With a few exceptions, I’ve not found them particularly bad, although they seem to already have an attitude that isn’t usually developed until they are second graders. The attitude manifests as 1) not getting seated quickly after the bell rings; 2) talking when I’m talking, getting quiet, and then talking about how they don’t understand me as soon as I start talking again; 3) listening quietly and nodding and smiling as I speak in a way that’s supposed to mock me because they don’t understand and that makes me stupid (remember, they are almost teenagers); and 4) quickly turning every class into play time.

Today all four things happened in one class, the latter three as I tried to explain an assignment that would take a couple days to do. The result was that the option to memorize became mandatory and several students have already failed because they were playing and not working.
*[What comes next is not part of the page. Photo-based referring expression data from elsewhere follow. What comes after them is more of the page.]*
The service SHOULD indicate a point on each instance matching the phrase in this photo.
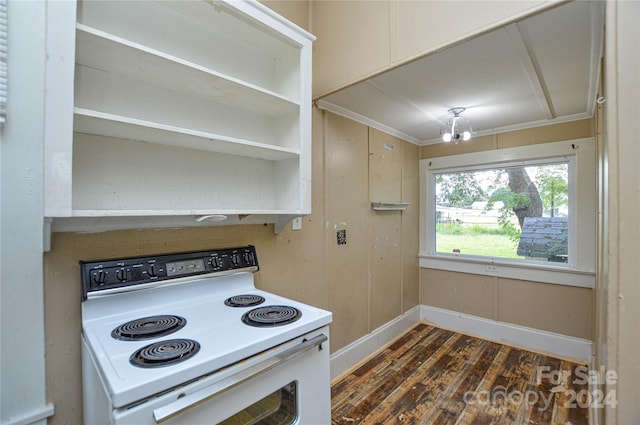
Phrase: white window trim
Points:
(579, 271)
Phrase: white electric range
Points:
(188, 338)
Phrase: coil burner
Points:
(271, 315)
(149, 327)
(165, 353)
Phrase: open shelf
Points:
(99, 123)
(109, 53)
(205, 108)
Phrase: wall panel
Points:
(347, 209)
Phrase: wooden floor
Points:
(435, 376)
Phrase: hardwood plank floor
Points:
(439, 377)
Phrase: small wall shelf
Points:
(389, 206)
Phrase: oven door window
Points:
(278, 408)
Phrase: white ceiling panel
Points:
(538, 71)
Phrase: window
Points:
(497, 212)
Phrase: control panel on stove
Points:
(108, 275)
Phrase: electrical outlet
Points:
(342, 237)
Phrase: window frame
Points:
(580, 268)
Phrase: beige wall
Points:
(555, 308)
(365, 283)
(358, 39)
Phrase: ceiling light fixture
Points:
(455, 129)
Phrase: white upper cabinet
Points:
(181, 109)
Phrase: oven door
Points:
(289, 384)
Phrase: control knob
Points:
(100, 277)
(121, 275)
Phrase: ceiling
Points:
(540, 70)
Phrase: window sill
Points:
(558, 275)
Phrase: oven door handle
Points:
(188, 401)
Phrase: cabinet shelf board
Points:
(192, 212)
(103, 124)
(100, 50)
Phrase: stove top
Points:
(147, 340)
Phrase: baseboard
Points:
(521, 336)
(350, 355)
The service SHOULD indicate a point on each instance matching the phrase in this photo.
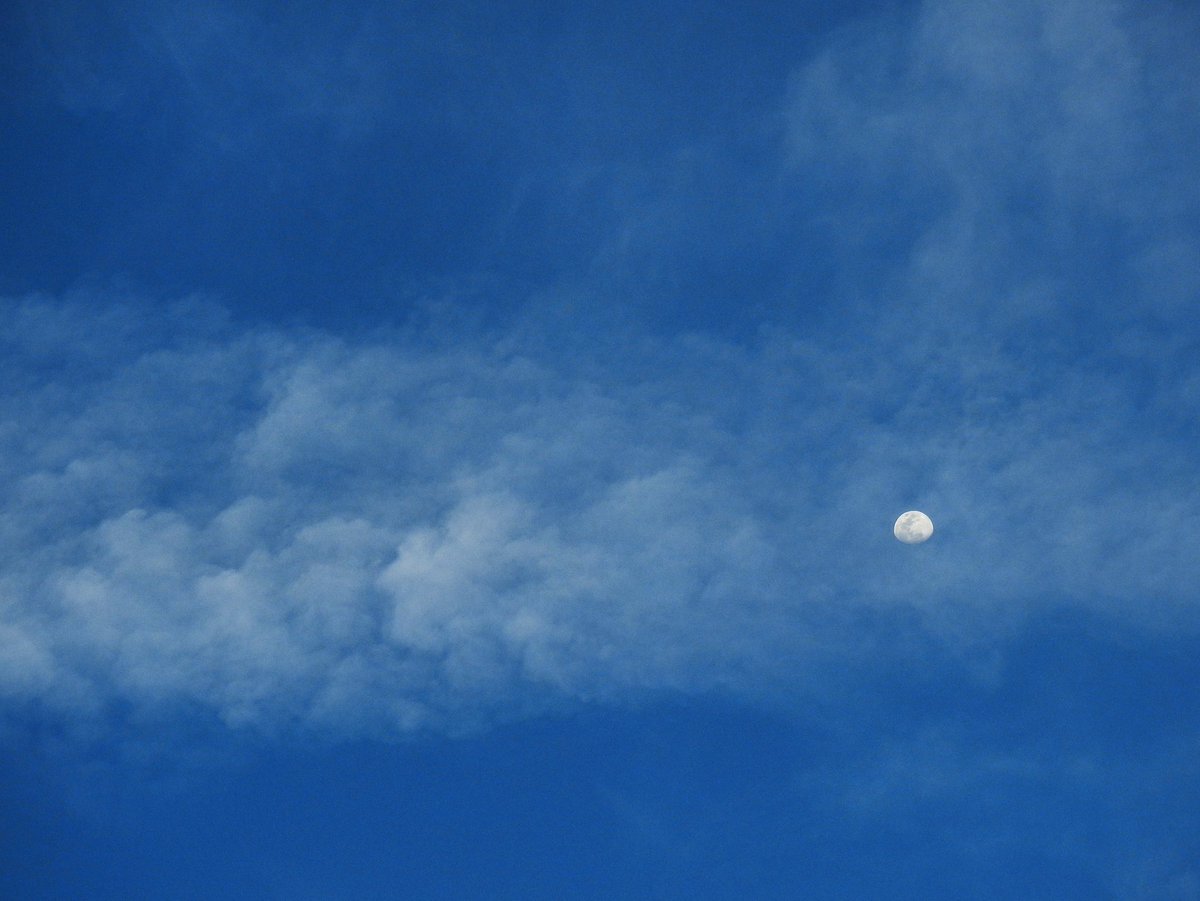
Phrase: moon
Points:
(913, 527)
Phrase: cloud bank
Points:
(427, 529)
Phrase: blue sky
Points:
(451, 451)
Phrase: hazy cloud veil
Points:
(403, 530)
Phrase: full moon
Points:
(913, 527)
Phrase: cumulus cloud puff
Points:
(283, 526)
(414, 530)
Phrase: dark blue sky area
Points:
(306, 162)
(451, 450)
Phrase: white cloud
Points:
(283, 527)
(407, 532)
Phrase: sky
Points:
(450, 450)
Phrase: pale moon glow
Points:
(913, 527)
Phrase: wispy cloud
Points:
(411, 530)
(292, 527)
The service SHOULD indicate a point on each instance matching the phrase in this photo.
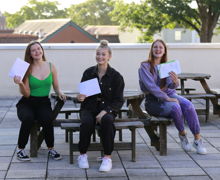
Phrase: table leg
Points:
(70, 132)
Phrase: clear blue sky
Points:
(12, 6)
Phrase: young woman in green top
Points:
(35, 104)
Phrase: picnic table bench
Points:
(119, 124)
(156, 127)
(204, 96)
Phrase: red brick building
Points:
(55, 31)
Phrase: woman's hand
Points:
(174, 77)
(17, 80)
(172, 100)
(81, 97)
(62, 96)
(100, 115)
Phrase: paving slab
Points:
(177, 165)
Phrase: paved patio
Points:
(177, 165)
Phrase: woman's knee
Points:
(26, 117)
(107, 119)
(176, 111)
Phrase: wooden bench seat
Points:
(204, 96)
(131, 125)
(187, 90)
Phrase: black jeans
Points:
(107, 131)
(31, 110)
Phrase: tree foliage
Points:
(151, 16)
(140, 16)
(92, 12)
(35, 10)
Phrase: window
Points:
(177, 35)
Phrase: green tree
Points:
(151, 16)
(141, 16)
(35, 10)
(92, 12)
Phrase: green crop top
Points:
(39, 87)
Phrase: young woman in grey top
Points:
(162, 100)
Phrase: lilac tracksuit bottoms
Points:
(178, 112)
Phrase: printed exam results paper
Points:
(89, 87)
(19, 68)
(167, 67)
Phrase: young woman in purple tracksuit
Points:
(162, 100)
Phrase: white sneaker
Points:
(106, 165)
(83, 161)
(185, 143)
(198, 145)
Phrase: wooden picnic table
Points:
(135, 98)
(201, 77)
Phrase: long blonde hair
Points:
(27, 57)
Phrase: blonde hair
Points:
(104, 45)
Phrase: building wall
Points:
(72, 59)
(70, 35)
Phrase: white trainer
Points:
(185, 143)
(198, 145)
(83, 161)
(106, 165)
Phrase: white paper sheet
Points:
(19, 68)
(167, 67)
(89, 87)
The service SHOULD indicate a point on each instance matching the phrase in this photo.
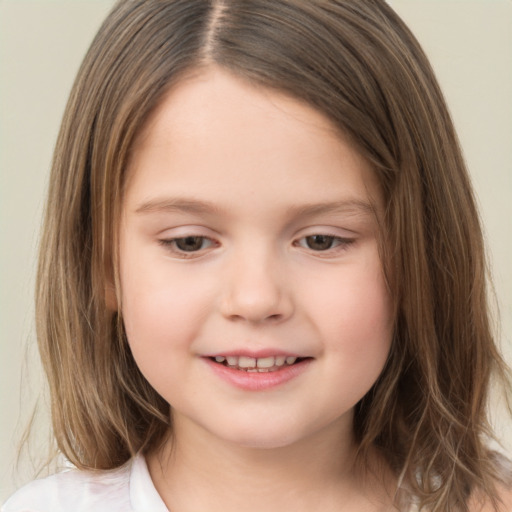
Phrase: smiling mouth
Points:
(258, 365)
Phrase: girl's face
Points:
(252, 290)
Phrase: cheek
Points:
(355, 315)
(161, 309)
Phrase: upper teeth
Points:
(252, 362)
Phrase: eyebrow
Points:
(190, 205)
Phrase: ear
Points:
(111, 297)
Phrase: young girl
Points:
(262, 280)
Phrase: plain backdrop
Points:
(42, 43)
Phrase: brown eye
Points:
(190, 243)
(319, 242)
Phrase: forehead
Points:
(219, 135)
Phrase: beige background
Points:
(41, 45)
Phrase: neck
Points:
(195, 471)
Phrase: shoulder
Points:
(75, 490)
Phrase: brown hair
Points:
(355, 61)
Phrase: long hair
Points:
(356, 62)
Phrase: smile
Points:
(257, 365)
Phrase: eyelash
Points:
(341, 244)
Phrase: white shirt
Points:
(127, 489)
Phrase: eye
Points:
(322, 243)
(188, 244)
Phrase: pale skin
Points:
(250, 226)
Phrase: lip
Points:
(256, 354)
(255, 381)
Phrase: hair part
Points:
(357, 63)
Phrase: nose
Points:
(255, 290)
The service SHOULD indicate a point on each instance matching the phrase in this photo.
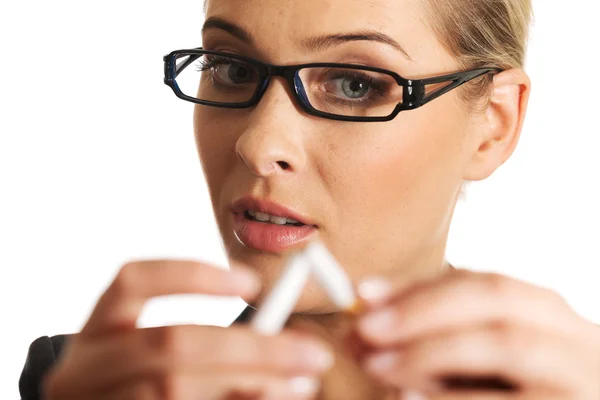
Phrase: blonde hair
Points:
(481, 34)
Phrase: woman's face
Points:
(379, 195)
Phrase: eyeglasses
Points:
(343, 92)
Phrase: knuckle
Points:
(508, 337)
(171, 386)
(168, 342)
(143, 391)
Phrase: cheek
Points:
(402, 177)
(215, 143)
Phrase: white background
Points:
(98, 166)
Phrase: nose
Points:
(272, 142)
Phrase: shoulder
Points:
(43, 353)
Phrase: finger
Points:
(119, 307)
(473, 395)
(160, 351)
(463, 299)
(522, 356)
(238, 386)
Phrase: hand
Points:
(468, 329)
(111, 359)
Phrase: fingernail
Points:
(304, 385)
(377, 322)
(383, 362)
(375, 290)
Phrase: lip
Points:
(269, 237)
(268, 207)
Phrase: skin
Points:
(382, 195)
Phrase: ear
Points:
(502, 124)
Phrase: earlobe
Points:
(503, 122)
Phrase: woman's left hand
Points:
(478, 327)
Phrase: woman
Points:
(370, 157)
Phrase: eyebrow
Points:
(321, 42)
(316, 43)
(229, 27)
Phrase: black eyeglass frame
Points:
(413, 89)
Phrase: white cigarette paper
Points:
(331, 276)
(280, 302)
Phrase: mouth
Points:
(271, 219)
(267, 226)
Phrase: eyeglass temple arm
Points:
(456, 80)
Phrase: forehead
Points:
(280, 26)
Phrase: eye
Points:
(348, 84)
(235, 72)
(355, 88)
(227, 71)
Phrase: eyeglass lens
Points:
(333, 90)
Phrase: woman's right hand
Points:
(110, 359)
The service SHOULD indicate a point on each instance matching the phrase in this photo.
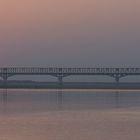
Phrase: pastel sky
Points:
(70, 33)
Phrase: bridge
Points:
(60, 73)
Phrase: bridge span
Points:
(60, 73)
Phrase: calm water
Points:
(35, 101)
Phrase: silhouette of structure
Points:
(60, 73)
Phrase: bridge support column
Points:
(60, 79)
(117, 79)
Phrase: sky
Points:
(70, 33)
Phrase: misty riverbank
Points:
(68, 85)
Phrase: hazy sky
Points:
(70, 33)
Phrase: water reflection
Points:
(45, 100)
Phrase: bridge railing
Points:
(35, 70)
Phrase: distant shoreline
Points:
(67, 85)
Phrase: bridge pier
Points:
(60, 79)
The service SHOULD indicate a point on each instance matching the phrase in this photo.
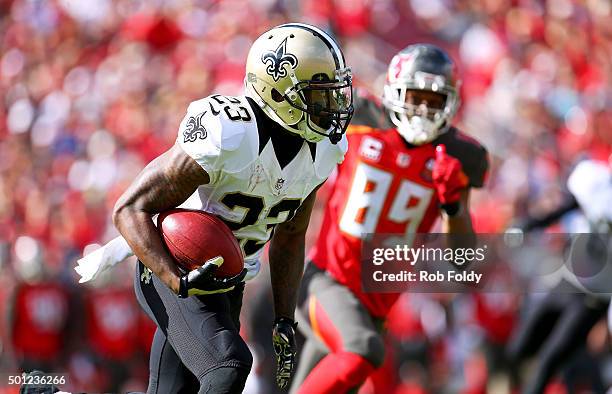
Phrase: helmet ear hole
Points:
(276, 96)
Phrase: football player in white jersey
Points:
(255, 161)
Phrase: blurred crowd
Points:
(92, 91)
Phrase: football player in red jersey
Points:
(397, 177)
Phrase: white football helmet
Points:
(420, 92)
(297, 74)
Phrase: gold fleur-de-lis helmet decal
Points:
(277, 59)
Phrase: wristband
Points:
(183, 290)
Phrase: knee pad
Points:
(224, 380)
(370, 346)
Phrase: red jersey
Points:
(384, 186)
(112, 322)
(40, 319)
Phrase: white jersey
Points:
(248, 189)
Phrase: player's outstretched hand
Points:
(283, 340)
(448, 178)
(203, 281)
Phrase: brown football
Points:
(193, 237)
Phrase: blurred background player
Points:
(255, 161)
(406, 165)
(556, 326)
(93, 91)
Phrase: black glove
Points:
(202, 280)
(283, 340)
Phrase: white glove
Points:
(91, 266)
(591, 184)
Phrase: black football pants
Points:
(197, 347)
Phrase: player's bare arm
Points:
(287, 258)
(164, 183)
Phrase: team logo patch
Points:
(195, 129)
(403, 160)
(280, 182)
(277, 59)
(145, 277)
(371, 149)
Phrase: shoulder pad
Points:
(216, 132)
(329, 155)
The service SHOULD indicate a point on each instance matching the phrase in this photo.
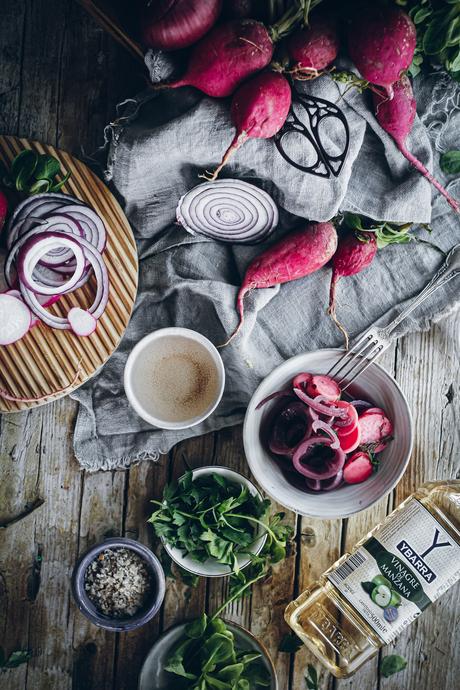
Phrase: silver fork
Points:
(376, 340)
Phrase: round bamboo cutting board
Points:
(48, 363)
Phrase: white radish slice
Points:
(81, 321)
(14, 319)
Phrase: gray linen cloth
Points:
(157, 149)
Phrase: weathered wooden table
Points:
(60, 78)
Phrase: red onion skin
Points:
(226, 56)
(291, 415)
(176, 24)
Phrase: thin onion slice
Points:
(324, 426)
(328, 410)
(228, 211)
(36, 248)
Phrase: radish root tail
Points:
(331, 311)
(234, 146)
(421, 168)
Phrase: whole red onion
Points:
(175, 24)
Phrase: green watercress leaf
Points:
(450, 162)
(393, 663)
(311, 678)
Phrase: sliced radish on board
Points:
(81, 321)
(324, 386)
(351, 441)
(14, 319)
(374, 428)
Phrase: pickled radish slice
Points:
(81, 321)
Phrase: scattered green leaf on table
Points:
(450, 162)
(392, 664)
(207, 658)
(290, 643)
(34, 173)
(311, 678)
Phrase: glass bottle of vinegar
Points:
(369, 596)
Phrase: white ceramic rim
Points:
(140, 346)
(175, 553)
(256, 398)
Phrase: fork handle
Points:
(445, 273)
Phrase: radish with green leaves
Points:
(295, 256)
(314, 47)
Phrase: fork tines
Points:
(356, 360)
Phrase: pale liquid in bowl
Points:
(175, 379)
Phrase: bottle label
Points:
(405, 566)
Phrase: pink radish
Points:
(397, 117)
(81, 321)
(295, 256)
(14, 319)
(381, 43)
(259, 110)
(226, 56)
(352, 256)
(174, 24)
(324, 386)
(358, 468)
(374, 428)
(313, 47)
(3, 209)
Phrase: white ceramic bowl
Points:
(375, 385)
(137, 364)
(211, 568)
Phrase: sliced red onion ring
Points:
(324, 426)
(228, 211)
(328, 410)
(289, 428)
(35, 248)
(361, 403)
(93, 228)
(308, 464)
(46, 276)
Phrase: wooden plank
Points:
(427, 370)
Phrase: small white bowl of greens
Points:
(212, 521)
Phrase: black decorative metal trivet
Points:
(309, 117)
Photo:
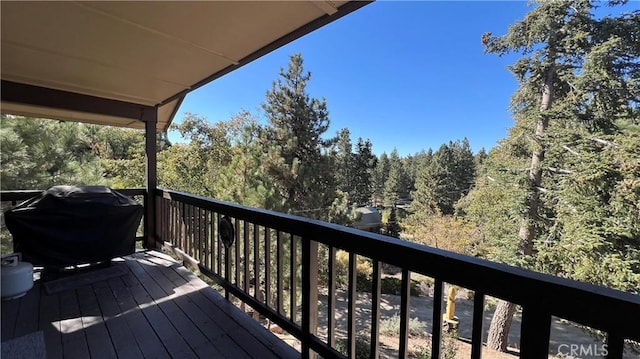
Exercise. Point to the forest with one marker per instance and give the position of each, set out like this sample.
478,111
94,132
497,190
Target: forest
559,195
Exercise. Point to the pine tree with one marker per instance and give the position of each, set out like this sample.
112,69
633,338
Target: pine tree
364,164
344,163
381,173
578,75
396,185
298,161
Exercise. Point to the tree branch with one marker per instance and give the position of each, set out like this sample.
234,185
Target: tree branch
559,170
604,142
571,151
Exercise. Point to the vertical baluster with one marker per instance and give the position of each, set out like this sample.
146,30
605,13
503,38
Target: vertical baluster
375,308
331,301
436,332
207,239
267,267
172,228
219,245
237,253
294,265
280,259
256,261
405,294
181,229
227,265
477,322
309,294
188,229
246,261
534,332
200,236
165,219
351,314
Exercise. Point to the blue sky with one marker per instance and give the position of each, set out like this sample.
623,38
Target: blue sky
408,74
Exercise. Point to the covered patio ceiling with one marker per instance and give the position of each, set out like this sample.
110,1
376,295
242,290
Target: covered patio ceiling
126,63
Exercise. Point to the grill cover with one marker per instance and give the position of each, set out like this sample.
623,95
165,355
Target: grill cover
71,225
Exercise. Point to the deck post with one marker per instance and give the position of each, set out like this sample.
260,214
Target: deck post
152,179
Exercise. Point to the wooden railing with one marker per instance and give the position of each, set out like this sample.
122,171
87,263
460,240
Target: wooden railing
274,261
14,197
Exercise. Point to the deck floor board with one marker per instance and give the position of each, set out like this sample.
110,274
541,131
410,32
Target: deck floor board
158,309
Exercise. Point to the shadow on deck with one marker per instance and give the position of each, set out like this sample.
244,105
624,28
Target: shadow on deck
158,309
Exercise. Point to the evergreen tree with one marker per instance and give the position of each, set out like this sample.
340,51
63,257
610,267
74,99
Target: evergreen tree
578,77
381,173
344,163
448,176
40,153
397,184
363,172
297,155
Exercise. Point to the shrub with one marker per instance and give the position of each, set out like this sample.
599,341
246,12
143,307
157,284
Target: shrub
363,346
391,326
363,269
392,285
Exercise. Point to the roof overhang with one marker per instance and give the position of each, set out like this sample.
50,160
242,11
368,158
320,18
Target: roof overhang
116,63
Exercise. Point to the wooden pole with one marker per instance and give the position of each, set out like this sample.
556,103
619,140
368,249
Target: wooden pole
152,180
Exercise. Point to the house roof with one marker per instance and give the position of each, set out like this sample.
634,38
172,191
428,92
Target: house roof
115,63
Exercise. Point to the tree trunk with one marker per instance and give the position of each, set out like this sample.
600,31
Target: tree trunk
500,326
501,322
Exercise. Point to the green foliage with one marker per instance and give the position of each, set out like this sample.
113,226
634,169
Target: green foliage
397,183
363,346
448,175
392,226
393,286
391,326
380,175
298,162
364,162
578,198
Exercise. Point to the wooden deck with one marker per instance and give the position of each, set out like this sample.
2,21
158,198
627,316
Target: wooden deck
158,309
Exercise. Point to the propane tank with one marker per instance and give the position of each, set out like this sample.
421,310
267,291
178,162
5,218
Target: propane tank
17,276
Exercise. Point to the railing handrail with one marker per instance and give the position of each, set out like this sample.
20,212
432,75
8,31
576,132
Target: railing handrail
593,305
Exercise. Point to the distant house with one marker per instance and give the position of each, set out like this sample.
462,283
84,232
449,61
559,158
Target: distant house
368,219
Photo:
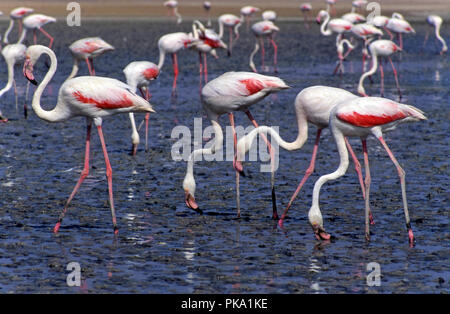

Every time students are talking or playing with people who are not in their group, I assume they are finished and bring them up to the front to their final performance. Because they are not ready, and it is not memorized, they have already failed but have to go again.

One student would start a wrestling match every time my back was turned and one time I caught him kicking his favorite target. I explained to his partner that both of them had just earned zeroes for the day. This led to a discussion where I explained that both partners get the same score and that the better student either needs to choose a better partner or get control of the partner he has. Eventually I saw it click in his eyes and they worked more quietly after that.

Next class will be the final performance day. My rule is that “if you are noisy, you are next”, even if you’ve already finished your performance.